The Blue Jays were able to jump on the Mariners starter, James Paxton, early in today’s matinee matchup. Kevin Pillar started the first inning with a double down left field line and was followed by an opposite field shot by the Blue Jays Bringer of Rain, Josh Donaldson. The Blue Jays would continue to score in the fourth inning via the small ball. With two out, Pillar would add another double to his day. His hit would be followed by a Donaldson single, a Jose Bautista walk and Kendrys Morales single. Donaldson would score Pillar and Morales would score Donaldson in the sequence.

The Blue Jays would only collect eight hits on the day, with three of those knocks coming from Donaldson. Even with the limited hits, the Jays offense would score enough as the Blue Jays pitching would do the rest. For his first win of the season, J.A. Happ looks to have regained some of his 2016 form. The former 20-game winner pitched six strong innings, striking out eight batters while only allowing six hits and walking just one batter. Happ twice stranded a runner on third base to avoid the Mariners gaining any momentum. Happ would strike out Taylor Motter to end the second and get Kyle Seager to ground out to end the third. Both situations would have given the M’s some confidence. Fortunately, our big lefty handled the situations in impressive and unwavering fashion.

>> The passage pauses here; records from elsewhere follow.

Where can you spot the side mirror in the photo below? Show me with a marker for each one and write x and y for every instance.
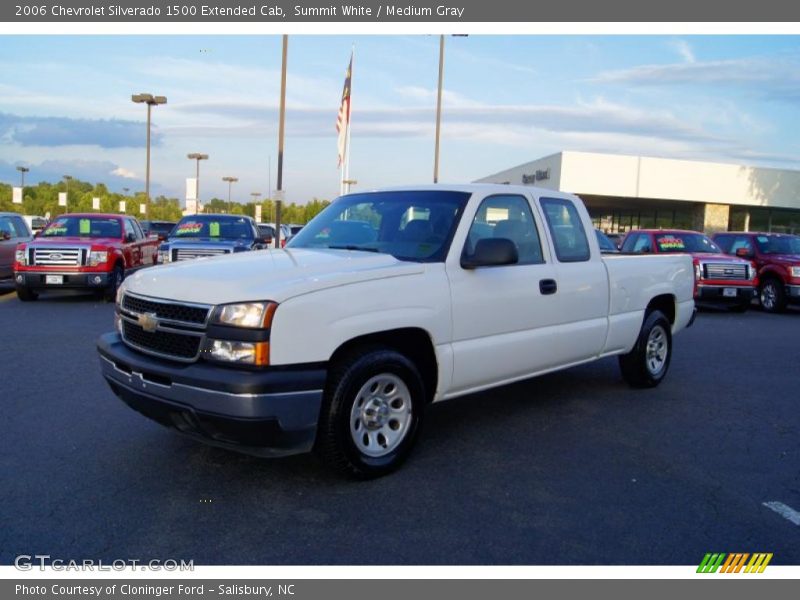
(491, 252)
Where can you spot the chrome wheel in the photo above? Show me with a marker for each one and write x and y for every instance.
(381, 415)
(657, 349)
(769, 296)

Happ’s positive game has a huge weight on the direction of the Blue Jays season. If Happ can become the pitcher of old, the Blue Jays will trend in the right direction. Especially as the Blue Jays inch closer to the .500 mark. The Blue Jays now hold a record of 31-32 and have been very impressive over their last 20 games. The Blue Jays were able to split their West Coast swing and now sit 1.5 games back of the second wildcard spot currently being held by the Cleveland Indians.


In a game with many positives, it is hard to find game lowlights but there is always a couple things to look at. The Blue Jays continue to struggle offensively by the second base fill-ins. Darwin Barney and Ryan Goins are continuing to prove that they are depth players for the Blue Jays and not roster starters. Darwin Barney would finish today’s game 0 for 3 and in the eighth would be pinch hit for by Ryan Goins who would promptly strike out with his attempt to provide offense. This further spotlights the Jays need to add to this position or to the left field position if we want to make a serious playoff push. No serious contending team has two giant black holes on it batting card.

In order to preserve the shutout, the Blue Jays had to use six arms, including closer Roberto Osuna to stop the floodgates from opening in the bottom of the ninth. In a game where you have a chance, with a four-run lead, to preserve the arm of your young stud it is a hard pill to swallow that you need to bring him in to record the final out and guarantee the win.

Also, it’s tough to see both lefty specialists appear and depart without recording a single out, but that’s what happened to both Aaron Loup and Jeff Beliveau today. Both gave up hits to the only batters they would face (Beliveau to Ben Gamel and Loup to Robinson Cano). LOOGYs need to be able to get their targets out.


The win pushes Happ’s record to 1-4 on the season. The performance looked like the Happ that Blue Jays fans have come to enjoy watching last season. He was in command of his pitches and really located and worked his fastball. The emergence of Happ’s health will only lead to future wins for the Jays.

With Russell Martin getting a routine day off for some well-deserved rest, fill-in Luke Maile handled duties behind the plate admirably. Maile and Happ were in a groove all game and the change up never faltered the confidence of the pitching staff.

Osuna will be credited with his 16th save of the season. He has been on fire since his rocky start and the constant emergence of his dominance will bring the Jays confidence late in games.